Consistent with our commitment to open science, we exclusively work in open-source programming languages. Most often, these include
- R, for statistical computing and graphics: https://www.r-project.org/
- Julia, for fast numerical computing: https://julialang.org/
Below is a list of open-source software packages that members of the group have co-developed or otherwise significantly contributed to.
CausalTables.jl
A common interface for manipulating tabular data for causal inference in Julia, providing both utility functions to clean and manipulate datasets for downstream statistical tasks and simulation capabilities that simplify the extraction of true conditional distributions from a dataset in closed-form after data has been generated.
haldensify
Non-parametric conditional density estimation based on the highly adaptive lasso algorithm, designed for estimation of the generalized propensity score (for continuous exposures).
hal9001
An efficient implementation of the Highly Adaptive Lasso (HAL) procedure, a nonparametric regression estimator achieving favorable convergence rates under global structural assumptions. Part of the TLverse
project.
medoutcon
Efficient cross-fitted estimation of both natural and interventional direct and indirect effects subject to intermediate confounding, including one-step and targeted minimum loss estimators.
txshift
Efficient estimation of the causal effects of additive modified treatment policies for continuous exposures, including corrections for efficient inference under two-phased sampling designs.
sl3
An implementation of the Super Learner ensemble modeling algorithm that exposes a flexible grammar for composing arbitrary pipelines for machine learning tasks. Part of the TLverse
project.
origami
A generalized framework for applying a great variety of cross-validation schemes to arbitrary estimation functions. Part of the TLverse
project.
tmle3shift
Targeted maximum likelihood estimation of the causal effects of modified treatment policies for continuous exposures, incorporating working marginal structural models to summarize effect estimates. Part of the TLverse
project.
sherlock
Causal machine learning and semi-parametric estimation to discover population segments based on treatment effect heterogeneity. Flexible techniques for defining segment-specific treatment rules and efficient estimators of the causal effects of these dynamic treatment regimes are implemented. Built during time spent at Netflix Research.
cvCovEst
Asymptotically optimal, cross-validated, loss-based selection of covariance matrix estimators, tailored for use in high-dimensional settings.
scPCA
Sparse contrastive principal component analysis, facilitating the recovery of stable and low-dimensional patterns from high-dimensional biological data while removing technical artifacts by making use of control samples.
biotmle
Model-agnostic discovery of biomarkers from biological sequencing and expression data, introducing a hypothesis testing strategy with variance moderation to stabilize semi-parametric estimators in small-sample settings.
medshift
Estimation of population intervention direct and indirect effects based on stochastic interventions.
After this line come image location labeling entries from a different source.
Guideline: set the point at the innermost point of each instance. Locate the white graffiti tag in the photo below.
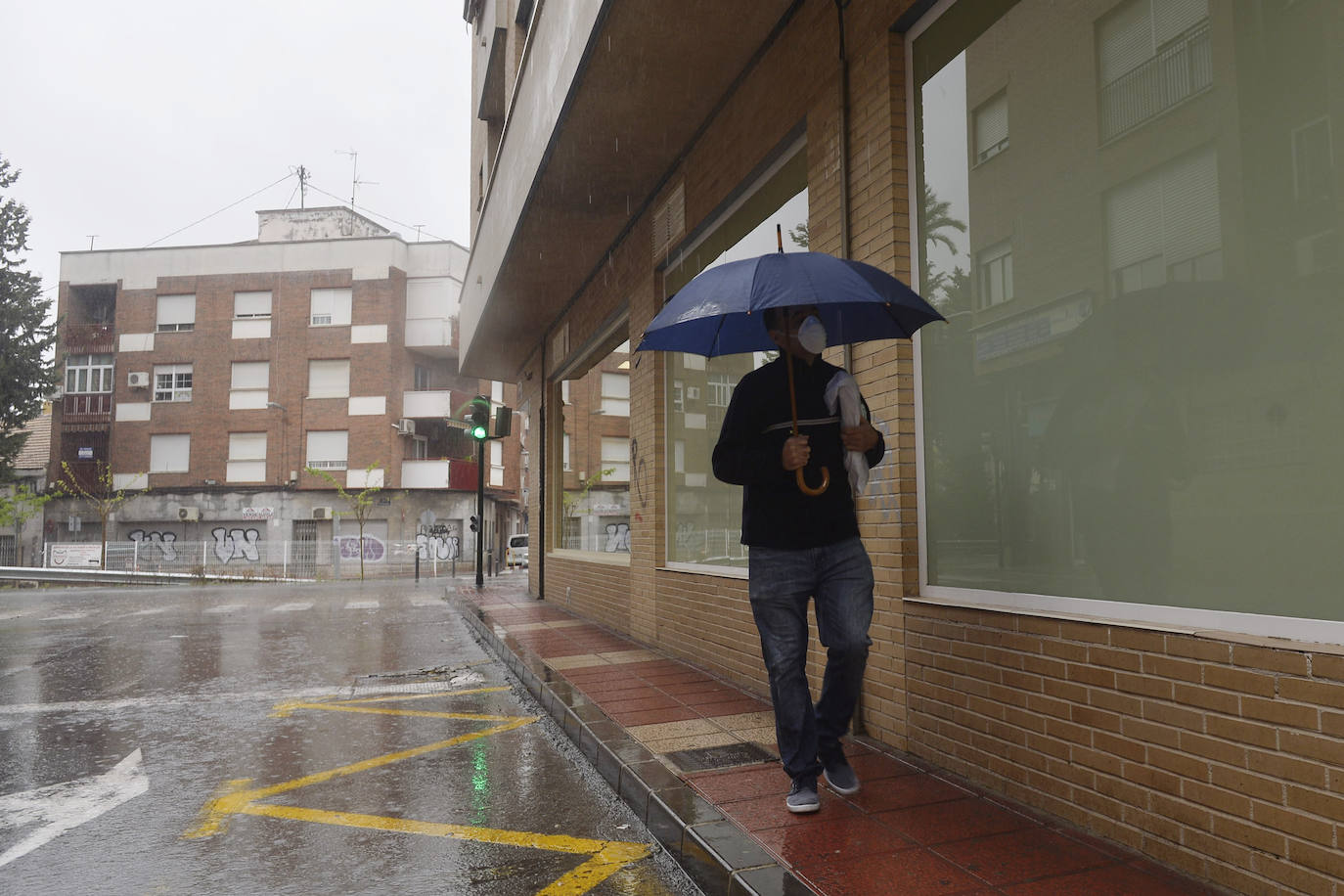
(160, 540)
(233, 544)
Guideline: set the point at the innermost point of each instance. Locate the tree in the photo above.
(934, 220)
(27, 373)
(103, 496)
(360, 503)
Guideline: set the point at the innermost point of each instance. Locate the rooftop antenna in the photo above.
(302, 184)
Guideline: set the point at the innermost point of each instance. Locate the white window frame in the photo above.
(327, 449)
(175, 313)
(615, 394)
(998, 256)
(331, 306)
(172, 383)
(247, 305)
(169, 453)
(90, 374)
(328, 378)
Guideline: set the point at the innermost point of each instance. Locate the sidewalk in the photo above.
(695, 758)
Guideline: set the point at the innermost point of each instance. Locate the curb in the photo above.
(715, 853)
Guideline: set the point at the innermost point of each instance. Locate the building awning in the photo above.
(594, 126)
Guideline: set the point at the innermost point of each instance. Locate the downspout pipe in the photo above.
(844, 155)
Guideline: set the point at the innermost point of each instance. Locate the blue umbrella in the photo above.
(719, 310)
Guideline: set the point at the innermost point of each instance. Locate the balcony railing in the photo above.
(86, 409)
(1178, 71)
(87, 336)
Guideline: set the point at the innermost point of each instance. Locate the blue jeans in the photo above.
(839, 578)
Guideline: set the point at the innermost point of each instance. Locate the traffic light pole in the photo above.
(480, 514)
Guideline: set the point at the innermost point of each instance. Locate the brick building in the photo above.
(1103, 535)
(219, 377)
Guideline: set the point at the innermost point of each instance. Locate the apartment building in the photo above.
(1103, 535)
(230, 388)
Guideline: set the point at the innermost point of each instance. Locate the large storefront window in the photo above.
(596, 478)
(1136, 398)
(704, 516)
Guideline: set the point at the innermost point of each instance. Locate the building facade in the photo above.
(232, 389)
(1103, 532)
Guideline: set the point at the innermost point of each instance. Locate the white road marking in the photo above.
(61, 808)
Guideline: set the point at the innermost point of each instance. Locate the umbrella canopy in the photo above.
(719, 310)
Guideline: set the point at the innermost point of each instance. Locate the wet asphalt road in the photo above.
(281, 739)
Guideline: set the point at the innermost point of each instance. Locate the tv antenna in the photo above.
(354, 177)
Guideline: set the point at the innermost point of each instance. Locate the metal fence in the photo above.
(334, 559)
(1178, 71)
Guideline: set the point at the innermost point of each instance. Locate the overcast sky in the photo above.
(133, 119)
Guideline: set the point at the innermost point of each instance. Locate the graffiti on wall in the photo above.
(236, 544)
(617, 538)
(437, 542)
(150, 542)
(348, 548)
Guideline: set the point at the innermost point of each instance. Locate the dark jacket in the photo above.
(775, 512)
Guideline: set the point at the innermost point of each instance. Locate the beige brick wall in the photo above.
(1218, 756)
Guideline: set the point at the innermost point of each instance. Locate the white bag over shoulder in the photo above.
(843, 392)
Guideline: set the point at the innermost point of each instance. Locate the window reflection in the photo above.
(1153, 416)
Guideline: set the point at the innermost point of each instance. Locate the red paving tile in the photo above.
(1021, 856)
(872, 766)
(910, 872)
(729, 708)
(951, 821)
(906, 791)
(749, 782)
(653, 716)
(830, 837)
(1113, 880)
(613, 707)
(769, 812)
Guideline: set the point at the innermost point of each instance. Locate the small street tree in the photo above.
(360, 503)
(27, 371)
(100, 495)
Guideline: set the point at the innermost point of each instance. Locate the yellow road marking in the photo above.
(236, 798)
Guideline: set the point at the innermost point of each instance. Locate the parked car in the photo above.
(516, 553)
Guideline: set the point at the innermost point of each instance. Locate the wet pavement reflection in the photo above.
(320, 739)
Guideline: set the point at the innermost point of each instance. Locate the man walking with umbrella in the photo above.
(804, 543)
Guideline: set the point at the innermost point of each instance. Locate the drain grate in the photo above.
(707, 758)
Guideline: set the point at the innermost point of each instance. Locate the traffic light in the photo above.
(480, 418)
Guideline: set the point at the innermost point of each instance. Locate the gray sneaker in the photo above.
(839, 776)
(802, 795)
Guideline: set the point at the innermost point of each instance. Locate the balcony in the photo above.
(87, 337)
(427, 405)
(438, 474)
(86, 409)
(1181, 70)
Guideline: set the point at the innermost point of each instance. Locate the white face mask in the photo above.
(812, 335)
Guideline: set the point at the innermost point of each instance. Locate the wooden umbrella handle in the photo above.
(793, 406)
(808, 489)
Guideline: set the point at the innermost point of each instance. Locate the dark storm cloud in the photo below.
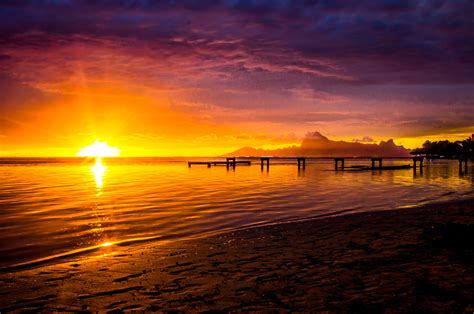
(355, 42)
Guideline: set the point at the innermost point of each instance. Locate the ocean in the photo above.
(57, 208)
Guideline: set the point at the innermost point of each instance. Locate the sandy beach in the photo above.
(412, 259)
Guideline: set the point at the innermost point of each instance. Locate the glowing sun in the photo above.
(99, 149)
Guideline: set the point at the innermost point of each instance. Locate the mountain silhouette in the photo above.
(317, 145)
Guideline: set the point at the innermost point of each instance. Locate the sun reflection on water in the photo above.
(99, 171)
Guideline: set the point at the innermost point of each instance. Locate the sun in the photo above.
(99, 149)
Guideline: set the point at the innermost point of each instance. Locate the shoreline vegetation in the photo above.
(417, 258)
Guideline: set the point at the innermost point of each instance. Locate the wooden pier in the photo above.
(379, 160)
(339, 163)
(301, 163)
(263, 160)
(217, 163)
(418, 160)
(336, 163)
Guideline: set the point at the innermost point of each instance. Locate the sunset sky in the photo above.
(207, 77)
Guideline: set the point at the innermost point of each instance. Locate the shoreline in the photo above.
(158, 240)
(358, 262)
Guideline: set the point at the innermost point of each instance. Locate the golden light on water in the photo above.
(99, 149)
(99, 171)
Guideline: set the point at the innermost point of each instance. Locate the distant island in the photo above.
(447, 149)
(316, 145)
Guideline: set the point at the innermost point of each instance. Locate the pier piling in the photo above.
(462, 161)
(379, 160)
(336, 163)
(301, 162)
(263, 160)
(420, 161)
(230, 161)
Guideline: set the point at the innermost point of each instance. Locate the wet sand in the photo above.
(414, 259)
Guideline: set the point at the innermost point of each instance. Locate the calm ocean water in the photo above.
(52, 208)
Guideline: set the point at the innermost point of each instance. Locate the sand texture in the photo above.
(414, 259)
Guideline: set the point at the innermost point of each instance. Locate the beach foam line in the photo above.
(163, 238)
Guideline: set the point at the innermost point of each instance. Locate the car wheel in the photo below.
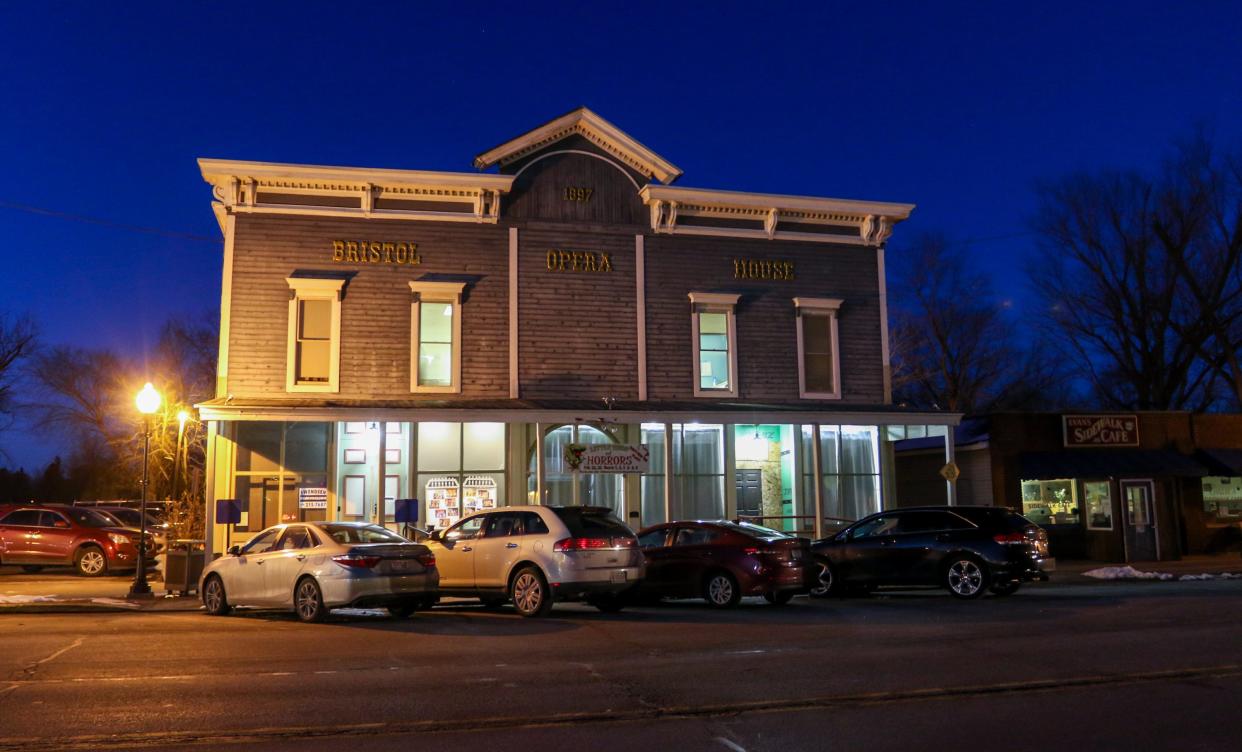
(529, 593)
(1007, 588)
(826, 579)
(308, 600)
(779, 598)
(965, 577)
(404, 610)
(214, 598)
(720, 591)
(91, 562)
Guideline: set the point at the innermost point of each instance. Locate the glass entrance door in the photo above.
(1140, 521)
Classical and efficient estimators are supported for the effects of incremental propensity score interventions and modified treatment policies.
survtmle
Targeted maximum likelihood estimates of marginal cumulative incidence in right-censored survival settings with and without competing risks, including estimation procedures that respect bounds.
LtAtStructuR
Restructure a collection of time-stamped measurements (e.g., electronic health record data) into a standard long format analytic dataset suitable for the evaluation of the effect of multiple time-point interventions in the presence of time-dependent confounding or selection bias.